Lelouch, con 80 años y más de 50 películas en su haber, es uno de los mitos vivientes del cine francés que se atrevió a desafiar las críticas feroces de la prensa especializada, como el caso de Cahiers du Cinema, y siguió su pulso sensible sin traicionarse jamás.
"Estamos en un mundo de mentirosos y de traidores, si nosotros logramos filmar pequeños trazos de la verdad, las personas prestan atención. La gente sabe y todos están acostumbrados a que vivimos en ese mundo de traidores y de mentira, y cuando alguien es un poco menos asqueroso que los otros, ahí se despierta el interés. Mis personajes no son perfectos, tienen muchos defectos, pero respetan el amor", dirá Lelouch en entrevista con Escenario y volverá sobre un tema sobre el que se explayó ampliamente en la concurrida charla pública ofrecida minutos antes en el salón Dauphine del Gran Hotel Provincial.

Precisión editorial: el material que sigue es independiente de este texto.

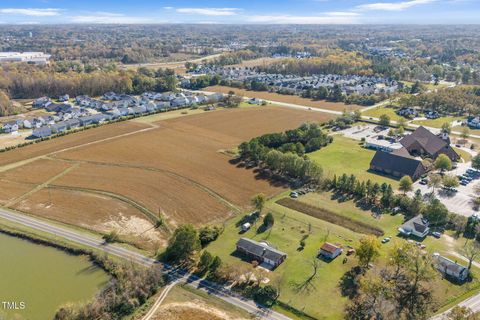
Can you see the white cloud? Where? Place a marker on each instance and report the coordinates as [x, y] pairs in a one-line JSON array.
[[32, 12], [328, 18], [110, 18], [209, 11], [342, 14], [393, 6]]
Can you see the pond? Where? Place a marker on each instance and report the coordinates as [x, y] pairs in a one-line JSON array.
[[36, 280]]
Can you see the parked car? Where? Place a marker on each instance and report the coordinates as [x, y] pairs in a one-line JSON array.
[[436, 234]]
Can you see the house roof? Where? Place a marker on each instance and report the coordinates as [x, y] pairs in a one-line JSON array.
[[429, 141], [417, 223], [396, 162], [447, 264], [328, 247], [260, 249]]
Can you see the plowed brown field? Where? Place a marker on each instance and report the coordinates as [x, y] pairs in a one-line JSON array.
[[177, 169], [87, 136]]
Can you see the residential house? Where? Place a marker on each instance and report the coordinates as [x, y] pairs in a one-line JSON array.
[[473, 122], [72, 123], [330, 251], [64, 98], [261, 252], [10, 127], [59, 127], [417, 226], [27, 123], [41, 102], [255, 101], [451, 269]]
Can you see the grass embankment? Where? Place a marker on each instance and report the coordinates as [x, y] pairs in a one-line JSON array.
[[330, 216]]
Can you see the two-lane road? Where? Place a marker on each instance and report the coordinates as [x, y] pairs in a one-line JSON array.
[[191, 280]]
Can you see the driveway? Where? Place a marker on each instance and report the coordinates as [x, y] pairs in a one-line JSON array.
[[459, 202]]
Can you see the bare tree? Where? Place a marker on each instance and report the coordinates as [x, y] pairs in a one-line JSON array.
[[471, 250]]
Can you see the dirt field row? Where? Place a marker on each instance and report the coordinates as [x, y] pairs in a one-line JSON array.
[[87, 136], [286, 98], [177, 169]]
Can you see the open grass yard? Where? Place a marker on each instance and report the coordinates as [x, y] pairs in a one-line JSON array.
[[460, 128], [175, 168], [323, 299], [346, 155], [377, 112], [464, 154], [337, 106], [436, 123]]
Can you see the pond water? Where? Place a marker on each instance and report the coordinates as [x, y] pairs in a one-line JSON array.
[[37, 279]]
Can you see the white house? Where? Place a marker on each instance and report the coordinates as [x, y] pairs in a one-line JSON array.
[[417, 226]]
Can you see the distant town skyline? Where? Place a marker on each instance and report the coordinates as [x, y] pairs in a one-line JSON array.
[[241, 11]]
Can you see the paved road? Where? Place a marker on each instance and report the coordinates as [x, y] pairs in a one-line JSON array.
[[181, 275], [472, 303]]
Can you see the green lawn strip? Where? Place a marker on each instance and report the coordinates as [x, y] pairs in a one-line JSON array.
[[78, 229], [330, 216], [345, 155], [377, 112], [436, 123], [464, 154], [471, 131], [43, 237]]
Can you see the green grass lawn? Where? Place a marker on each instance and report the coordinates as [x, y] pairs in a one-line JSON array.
[[377, 112], [460, 128], [465, 155], [436, 123], [324, 299], [346, 155]]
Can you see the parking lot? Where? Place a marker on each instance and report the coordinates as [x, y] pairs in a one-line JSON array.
[[364, 131], [459, 202]]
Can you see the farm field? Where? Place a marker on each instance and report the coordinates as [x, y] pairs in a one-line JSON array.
[[285, 98], [256, 62], [436, 123], [69, 141], [346, 155], [95, 212], [291, 226], [176, 168]]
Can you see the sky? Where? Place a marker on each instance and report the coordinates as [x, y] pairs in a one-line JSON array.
[[240, 11]]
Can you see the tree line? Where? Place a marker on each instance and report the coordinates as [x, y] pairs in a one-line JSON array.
[[284, 153], [22, 81]]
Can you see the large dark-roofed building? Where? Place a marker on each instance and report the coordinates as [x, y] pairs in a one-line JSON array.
[[261, 252], [422, 142], [401, 162], [397, 165]]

"La inteligencia es temerosa, el azar es irracional, por eso en las películas combino lo racional con lo irracional, pero es lo irracional lo que nos acerca a los corazones y a la inteligencia de la gente", dijo con tanta soltura como si estuviese jugando las palabras.

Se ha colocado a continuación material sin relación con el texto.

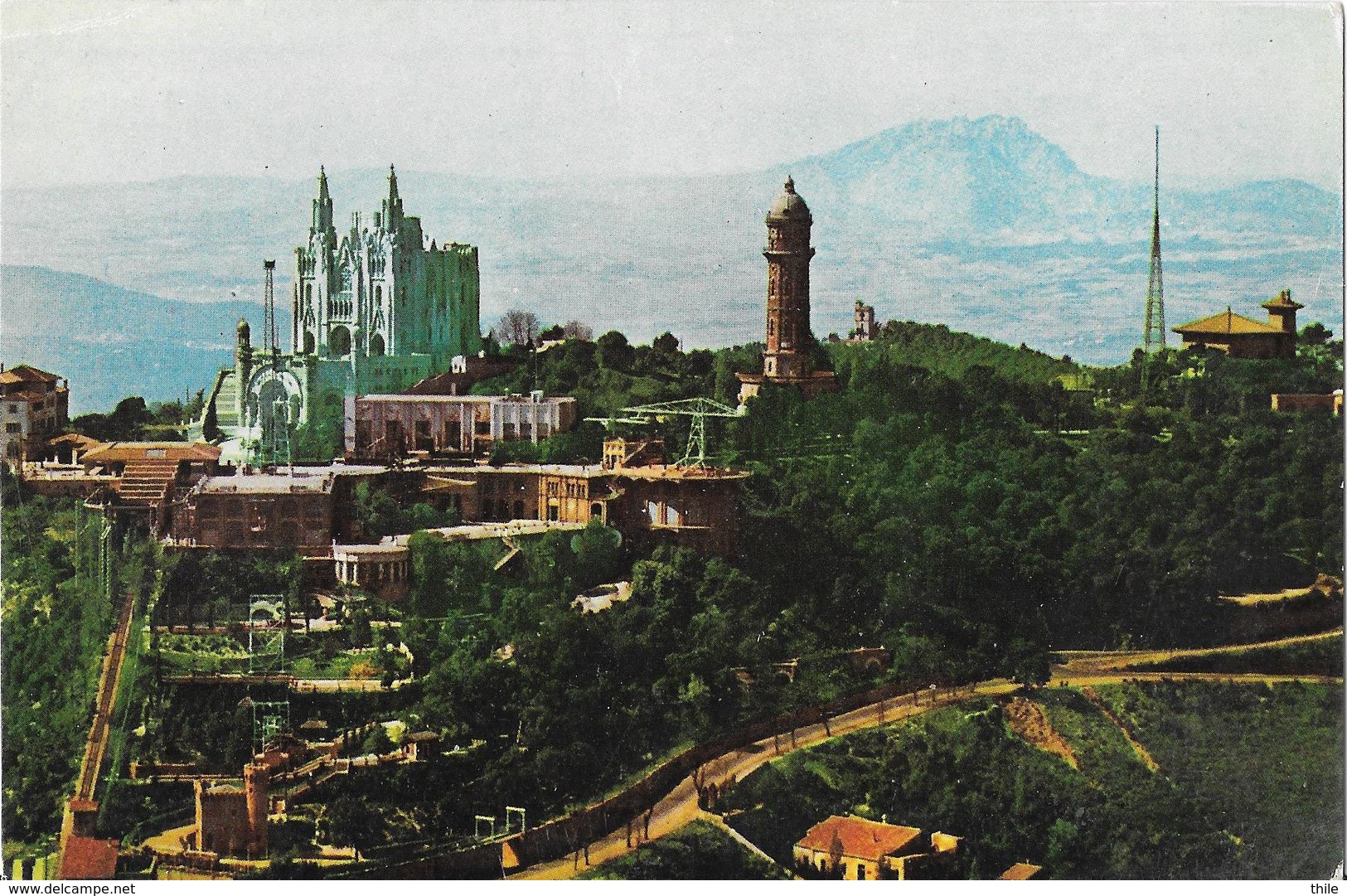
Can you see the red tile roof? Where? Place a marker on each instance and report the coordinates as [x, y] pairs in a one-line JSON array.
[[25, 374], [90, 859], [861, 838], [1020, 870], [1226, 323], [125, 452]]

El realizador de "La aventura es la aventura" y "Los miserables" ganó el primer premio internacional de su vida cuando apenas tenía 28 años y fue justamente el Festival de Cine de Mar del Plata que lo distinguió como mejor director por "Una chica y dos fusiles" (1965). Dicha película se presenta en una muestra retrospectiva de la filmografía del realizador, junto con "Un hombre y una mujer", "Los unos y los otros" y su más reciente filme "Chacun sa vie" (foto), en donde, como no podía ser de otra manera, vuelve a meter las narices en el amor.
La película, protagonizada por Jean Dujardin, Johnny Hallyday y Antoine Dulery, relata las complicaciones románticas de un grupo de personajes que se encuentran en un festival que se realiza cada año en la ciudad francesa de Beaune.
"Amo a todo y a todos, y me encantan también los boludos, porque con ellos pude hacer mis mejores películas", dijo Lelouch en la Charla con Maestros.
Menos explosivo y efectista pero más íntimo y relajado, Lelouch se animó a profundizar sobre temas existenciales en el diálogo con La Capital. "El amor es un momento privilegiado porque le da sentido a la vida. Es solamente cuando estamos enamorados de algo o de alguien que aceptamos el resto. Si no hay amor, la vida es un sacrificio, es un calvario. Por eso me gustan mucho los sobrevivientes, porque para ellos la vida es un regalo, en cambio para las personas normales la vida es un sacrificio,un contratiempo".
Tras tomar un sorbo de su café que ya estaba tibio, y luego de apuntar algo que jamás se podrá saber en su libretita, Lelouch tomó aire y prosiguió: "Las personas más felices que he conocido son las que no murieron, pero que sufrieron mucho. El sufrimiento es la verdadera moneda que se usa en la vida, es con sufrimiento psicológico que pagamos por las cosas, es la moneda que usamos. Con el dinero sólo compramos lujo, con el sufrimiento compramos lo esencial".
Lelouch vuelve a tomar café y mira el mar una vez más. Dice que su próxima película se llamará "Sí y no" porque fueron las palabras que hicieron que toda su vida en el cine tuviera sentido. Quizá en esa cuidada libretita de anotaciones que ahora reposa al lado del café frío esté la idea principal de esa futura producción, donde seguramente el amor meterá la cola. "Uno elige una película como cuando elige a una mujer, decidiendo tomar riesgos", dirá Lelouch, como haciendo equilibrio en una soga que quizá esté en lo más alto, pero nunca se va a cortar.